|Desert Marigold and Lupine, Beeline Highway Arizona|
My theory is that nobody knows a precise definition for a superbloom. Wikipedia calls it “an unusually high proportion of wildflowers … which germinate and blossom at roughly the same time. The phenomenon is associated with an unusually wet rainy season.” Vague.
Maybe this is a superbloom year, but even without the label, things are extraordinary out there. I’ve been putting on a lot of miles enjoying and photographing the flowers, even though I should be studying for my FAA Commercial Drone Pilot exam (more on that in another post.)
There were some brittlebush blooming at Lake Pleasant Regional Park early in March, but that was about it. Sometimes showing up doesn’t yield what I’m hoping for.
Across the road, next to a shooting range (that was an exercise in steadying my nerves), there was a lovely early field of Mexican Gold Poppies.
I’d been hearing such good things about the flowers in a long-time favorite place, Organ Pipe Cactus National Monument, that I spent a few nights in the campground and my camera and I drove and hiked in all kinds of weather.

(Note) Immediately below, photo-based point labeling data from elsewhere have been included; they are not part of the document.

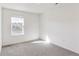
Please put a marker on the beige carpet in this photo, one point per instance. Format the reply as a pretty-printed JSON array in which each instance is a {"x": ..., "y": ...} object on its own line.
[{"x": 35, "y": 49}]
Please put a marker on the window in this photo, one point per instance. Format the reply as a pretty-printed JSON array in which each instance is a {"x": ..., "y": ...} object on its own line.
[{"x": 17, "y": 26}]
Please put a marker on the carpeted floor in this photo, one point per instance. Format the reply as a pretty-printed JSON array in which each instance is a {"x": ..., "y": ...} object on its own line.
[{"x": 35, "y": 49}]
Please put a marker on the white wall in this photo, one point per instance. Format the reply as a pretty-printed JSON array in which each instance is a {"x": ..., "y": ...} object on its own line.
[
  {"x": 61, "y": 24},
  {"x": 0, "y": 31}
]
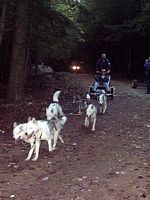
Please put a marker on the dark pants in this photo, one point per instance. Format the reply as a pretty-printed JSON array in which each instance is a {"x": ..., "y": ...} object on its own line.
[{"x": 147, "y": 80}]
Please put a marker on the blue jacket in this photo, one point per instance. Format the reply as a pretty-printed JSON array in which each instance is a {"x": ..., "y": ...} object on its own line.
[{"x": 103, "y": 64}]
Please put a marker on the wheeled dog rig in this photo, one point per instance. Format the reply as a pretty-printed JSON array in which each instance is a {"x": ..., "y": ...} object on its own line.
[{"x": 101, "y": 84}]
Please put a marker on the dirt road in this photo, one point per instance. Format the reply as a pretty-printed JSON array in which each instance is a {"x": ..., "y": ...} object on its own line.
[{"x": 112, "y": 163}]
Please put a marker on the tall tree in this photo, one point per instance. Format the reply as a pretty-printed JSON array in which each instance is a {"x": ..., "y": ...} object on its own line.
[{"x": 17, "y": 71}]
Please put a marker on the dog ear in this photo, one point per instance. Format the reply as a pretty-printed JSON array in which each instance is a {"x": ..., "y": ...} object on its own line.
[
  {"x": 33, "y": 120},
  {"x": 88, "y": 97},
  {"x": 14, "y": 124},
  {"x": 29, "y": 118}
]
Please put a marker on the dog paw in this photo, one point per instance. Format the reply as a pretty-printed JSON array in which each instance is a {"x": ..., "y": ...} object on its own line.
[
  {"x": 50, "y": 150},
  {"x": 27, "y": 159},
  {"x": 34, "y": 159}
]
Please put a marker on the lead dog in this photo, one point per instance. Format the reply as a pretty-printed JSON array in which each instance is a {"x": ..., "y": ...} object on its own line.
[
  {"x": 54, "y": 111},
  {"x": 102, "y": 100},
  {"x": 35, "y": 131},
  {"x": 90, "y": 114}
]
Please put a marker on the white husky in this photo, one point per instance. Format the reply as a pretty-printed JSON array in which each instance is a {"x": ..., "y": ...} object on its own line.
[
  {"x": 35, "y": 131},
  {"x": 102, "y": 100},
  {"x": 54, "y": 110}
]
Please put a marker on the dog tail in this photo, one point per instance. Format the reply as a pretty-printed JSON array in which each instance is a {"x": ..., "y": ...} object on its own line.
[
  {"x": 88, "y": 97},
  {"x": 55, "y": 96},
  {"x": 63, "y": 120}
]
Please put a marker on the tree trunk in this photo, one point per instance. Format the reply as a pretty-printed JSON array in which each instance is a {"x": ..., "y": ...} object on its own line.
[
  {"x": 17, "y": 69},
  {"x": 129, "y": 61},
  {"x": 2, "y": 21}
]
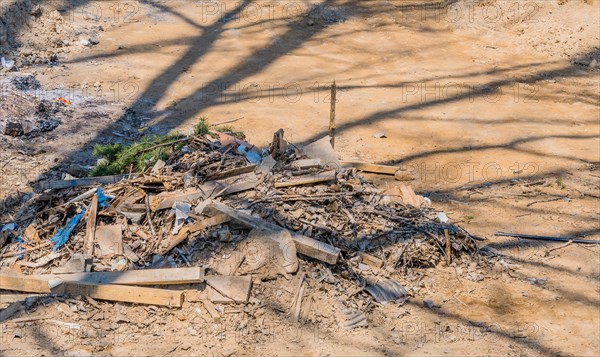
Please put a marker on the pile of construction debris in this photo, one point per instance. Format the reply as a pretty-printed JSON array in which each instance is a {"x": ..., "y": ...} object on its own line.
[{"x": 220, "y": 216}]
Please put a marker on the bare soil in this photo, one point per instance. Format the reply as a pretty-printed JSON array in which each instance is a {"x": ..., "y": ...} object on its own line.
[{"x": 495, "y": 117}]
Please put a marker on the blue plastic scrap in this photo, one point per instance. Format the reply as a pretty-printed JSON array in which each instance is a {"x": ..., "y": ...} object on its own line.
[
  {"x": 102, "y": 199},
  {"x": 61, "y": 237},
  {"x": 251, "y": 155}
]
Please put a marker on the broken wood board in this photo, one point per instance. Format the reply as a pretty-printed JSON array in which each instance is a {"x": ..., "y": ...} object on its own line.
[
  {"x": 304, "y": 245},
  {"x": 109, "y": 240},
  {"x": 233, "y": 172},
  {"x": 42, "y": 261},
  {"x": 9, "y": 298},
  {"x": 210, "y": 189},
  {"x": 371, "y": 260},
  {"x": 170, "y": 276},
  {"x": 124, "y": 293},
  {"x": 372, "y": 168},
  {"x": 90, "y": 231},
  {"x": 91, "y": 181},
  {"x": 166, "y": 200},
  {"x": 322, "y": 149},
  {"x": 29, "y": 284},
  {"x": 308, "y": 179},
  {"x": 31, "y": 234},
  {"x": 305, "y": 164},
  {"x": 229, "y": 289},
  {"x": 404, "y": 194},
  {"x": 174, "y": 240}
]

I was thrilled to see the showy Ajo Lily and counted 24 different varieties of flowering plants.
There were also carpets of scorpionweed, lupine, and poppy. I was surprised that a spot where I’ve seen a profuse owl’s clover bloom was bare. I showed up but they did not. These things are just not predictable.
On the way home I camped a night in blessed solitude in the Sonoran Desert National Monument, where Globe Mallow was taking over the world. These flowers can look a little scraggly in isolation, but I enjoy them in profusion.
A favorite spot near home was sporting huge fields of poppies this year as well, and I made a couple of trips out there to shoot traditionally and with the drone.
The last stop (so far, at least) was along the Bush Highway east of Phoenix. I was able to meet up with a friend and see what all the hype was about. Good news and bad; the flowers carpets near the highway were spectacular, but there were easily 100 cars parked on that short stretch.
We drove in, stopped to photograph a cluster of Chuparosa bushes near Sahuaro Lake, and drove right back out. We ended up shooting in some unlikely places including this one, a wide spot in the median of the Beeline Highway.
There was also time for drone shots in a valley behind her house.